Si chiamava Ben Ali Mohamed, detto Bayfall, aveva 37 anni. È rimasto ucciso in un rogo, il quarto dall’inizio dell’anno nel ghetto di Borgo Mezzanone in provincia di Foggia, uno dei tanti piccoli inferni che costellano le campagne italiane, dove sopravvivono ammassati in condizioni indegne esseri umani extracomunitari senza i quali non arriverebbe la frutta e la verdura sulle nostre tavole.

Le cause dell’incendio non sono ancora note, quel che è noto da fin troppo tempo invece, nell’indifferenza delle autorità e dei cittadini, è che in Italia è tollerato qualcosa che non mi sembra eccessivo definire “schiavismo”, dozzine di inchieste, denunce, proteste dei sindacati, hanno accertato che il sistema agroalimentare si regge sul lavoro sfiancante e senza diritti di centinaia di extracomunitari, per lo più senza documenti in regola, che si dannano l’anima per 3/4 euro all’ora costretti a subire soprusi e angherie di ogni tipo dai caporali.

Mi accodo allo sdegno di Aboubakar Soumahoro che giustamente ha osservato che il governo è indifferente al dolore di esseri umani trattati peggio di merce usa e getta.
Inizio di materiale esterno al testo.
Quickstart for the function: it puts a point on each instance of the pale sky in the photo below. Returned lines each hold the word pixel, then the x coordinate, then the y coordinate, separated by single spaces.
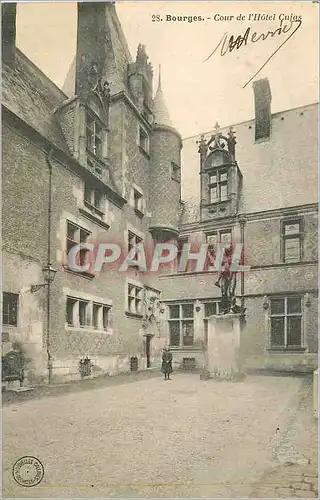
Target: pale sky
pixel 197 93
È stato ucciso dalla miseria Bayfall, da quel morso allo stomaco che ti spinge a rischiare la tua vita per tentare la fortuna in un Paese straniero che ti avevano descritto come civile e avanzato e che invece offre ai suoi lavoratori baracche di fortuna senza acqua né luce né gas e li lascia alla mercé di un sistema consolidato, con al suo vertice i grandi nomi dell’agroalimentare, che li divora come pedine di un gioco più grande di loro.

Da avvocata mi chiedo come sia possibile che questo scempio vada avanti da anni sotto gli occhi di tutti, e l’unica risposta che riesco a darmi è che fa comodo a troppi, compresi quelli che sono rappresentanti della legge e sarebbero tenuti a farla rispettare. Per questo sono e sarò sempre al fianco di chi, come Aboubakar, non si arrende e continua testardamente a chiedere dignità e giustizia.